For Carlozzi, Christmas comes in mid-July when he has a chance to show off his handiwork as the Blue Wave strength and conditioning coach—but it’s more than just the brute strength of the players that makes them successful.
“It’s a mental toughness in them,” Carlozzi said. “It’s been a good omen, knock on wood, that success at this event translates to success in the season with state championships, and hopefully another one for this year.”
Players participate in groups of six in events such as the bench press and tug-of-war. The Darien players begin training as soon as the season ends, giving them seven months to prepare for the event and impending season.
“I’m humbled by the effort,” Carlozzi said. “Starting right after the playoff run, the work they put in from day one all the way through that event. It’s bigger and bigger in terms of alumni support; if you participate in the event three years ago there’s people that were there from the first one and it continues from two years ago and last year.”
Graduates from this past season like Quinn Fay and Brian Keating were also among Darien alumni supporting their brotherhood of big men.

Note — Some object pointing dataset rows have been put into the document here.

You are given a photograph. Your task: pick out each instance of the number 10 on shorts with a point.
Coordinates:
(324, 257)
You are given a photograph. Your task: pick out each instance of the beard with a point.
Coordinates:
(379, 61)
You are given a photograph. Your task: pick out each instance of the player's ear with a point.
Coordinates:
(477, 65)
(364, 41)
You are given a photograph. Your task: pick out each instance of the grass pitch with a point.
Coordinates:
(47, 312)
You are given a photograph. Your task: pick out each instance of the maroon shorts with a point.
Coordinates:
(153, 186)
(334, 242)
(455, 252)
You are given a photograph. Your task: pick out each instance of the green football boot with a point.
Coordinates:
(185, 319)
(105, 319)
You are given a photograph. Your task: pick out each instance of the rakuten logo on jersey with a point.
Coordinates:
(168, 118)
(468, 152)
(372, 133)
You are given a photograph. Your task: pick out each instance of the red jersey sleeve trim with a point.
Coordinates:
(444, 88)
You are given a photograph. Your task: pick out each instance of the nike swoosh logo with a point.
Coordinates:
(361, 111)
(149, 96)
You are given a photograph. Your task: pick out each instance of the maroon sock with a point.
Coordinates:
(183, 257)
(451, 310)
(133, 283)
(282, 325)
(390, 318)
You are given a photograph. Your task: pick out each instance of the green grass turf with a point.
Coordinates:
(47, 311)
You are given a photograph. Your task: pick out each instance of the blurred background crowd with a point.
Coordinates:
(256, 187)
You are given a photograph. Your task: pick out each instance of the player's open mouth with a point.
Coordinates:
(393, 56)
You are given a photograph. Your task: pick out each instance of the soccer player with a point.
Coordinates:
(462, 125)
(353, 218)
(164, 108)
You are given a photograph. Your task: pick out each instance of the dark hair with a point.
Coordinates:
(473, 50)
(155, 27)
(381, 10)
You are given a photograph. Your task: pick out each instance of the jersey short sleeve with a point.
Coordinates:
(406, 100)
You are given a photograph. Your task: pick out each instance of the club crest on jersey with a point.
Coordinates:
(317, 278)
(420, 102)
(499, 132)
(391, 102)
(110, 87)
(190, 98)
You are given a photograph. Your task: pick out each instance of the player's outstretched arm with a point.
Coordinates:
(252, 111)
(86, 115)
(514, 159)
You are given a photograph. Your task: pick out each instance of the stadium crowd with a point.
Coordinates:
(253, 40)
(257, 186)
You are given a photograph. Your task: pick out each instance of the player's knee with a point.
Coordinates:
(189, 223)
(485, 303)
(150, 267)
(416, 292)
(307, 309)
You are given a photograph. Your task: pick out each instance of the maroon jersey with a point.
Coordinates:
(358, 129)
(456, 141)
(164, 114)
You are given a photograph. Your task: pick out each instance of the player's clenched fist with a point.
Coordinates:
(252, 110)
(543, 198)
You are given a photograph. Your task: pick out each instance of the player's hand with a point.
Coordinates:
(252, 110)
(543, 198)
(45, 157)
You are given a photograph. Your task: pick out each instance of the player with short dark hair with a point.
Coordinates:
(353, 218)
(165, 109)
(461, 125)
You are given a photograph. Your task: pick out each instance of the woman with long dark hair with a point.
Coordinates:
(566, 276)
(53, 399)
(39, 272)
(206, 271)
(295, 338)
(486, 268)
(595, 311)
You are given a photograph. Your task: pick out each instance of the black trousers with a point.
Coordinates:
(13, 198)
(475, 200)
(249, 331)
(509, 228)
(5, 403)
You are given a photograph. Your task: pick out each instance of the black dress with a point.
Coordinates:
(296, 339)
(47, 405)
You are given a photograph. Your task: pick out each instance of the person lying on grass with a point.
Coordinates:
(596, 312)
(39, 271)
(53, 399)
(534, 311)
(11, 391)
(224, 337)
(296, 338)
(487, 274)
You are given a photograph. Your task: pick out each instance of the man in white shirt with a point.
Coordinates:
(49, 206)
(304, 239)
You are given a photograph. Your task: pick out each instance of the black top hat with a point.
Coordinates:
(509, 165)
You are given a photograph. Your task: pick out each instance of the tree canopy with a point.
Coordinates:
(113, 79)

“It’s the same guys you work out with all high school, they always pushed me to make myself better and it passed down from there,” Reed said. “It’s not even just the lineman, the weight training program at Darien has become such a culture and everyone’s bought into the last couple of years.”
“We know obviously there’s a great lineage of lineman that have come through Darien and have all been dominant and physical,” said 2017 captain Mike Neary. “And our mindset is that the game really starts with the linemen. We feel the game is really won on the offensive and defensive line so it was good that we could hold that lineage up.”
Neary could be the next in that line of Darien products, and he was awarded as the Best Lineman at the event.
“It was an honor for sure,” Neary said. “But I just tried to do what my trainer told me to do and it was really a team effort overall. There’s six guys in every event so there’s no possible way I could have done it on my own.”
Darien has also started bringing a B team to the event, grooming younger players for the challenges that lie ahead. That strategy has proved itself worthy in recent years as the rising upperclassmen know what to expect when it’s their turn to shine.
“It’s player development,” Carlozzi said. “We had a lineman last year in Brian Keeney on the B team and he did six reps on the bench press—fast forward a year later and he did 16 or 17, so that improvement is over 200%.”
Eventually, it comes down to what the players do on the field, and despite being the only returning starter from last season, Neary is confident this group will soon make a name for themselves in that aspect.
“I think we have guys for sure that can step up and fill those shoes,” Neary said. “I may be the only returning offensive line guy, but we have younger guys that can step up on both sides that are an unknown to the FCIAC and the state right now. But if they work hard like they have been, we can really achieve this year.”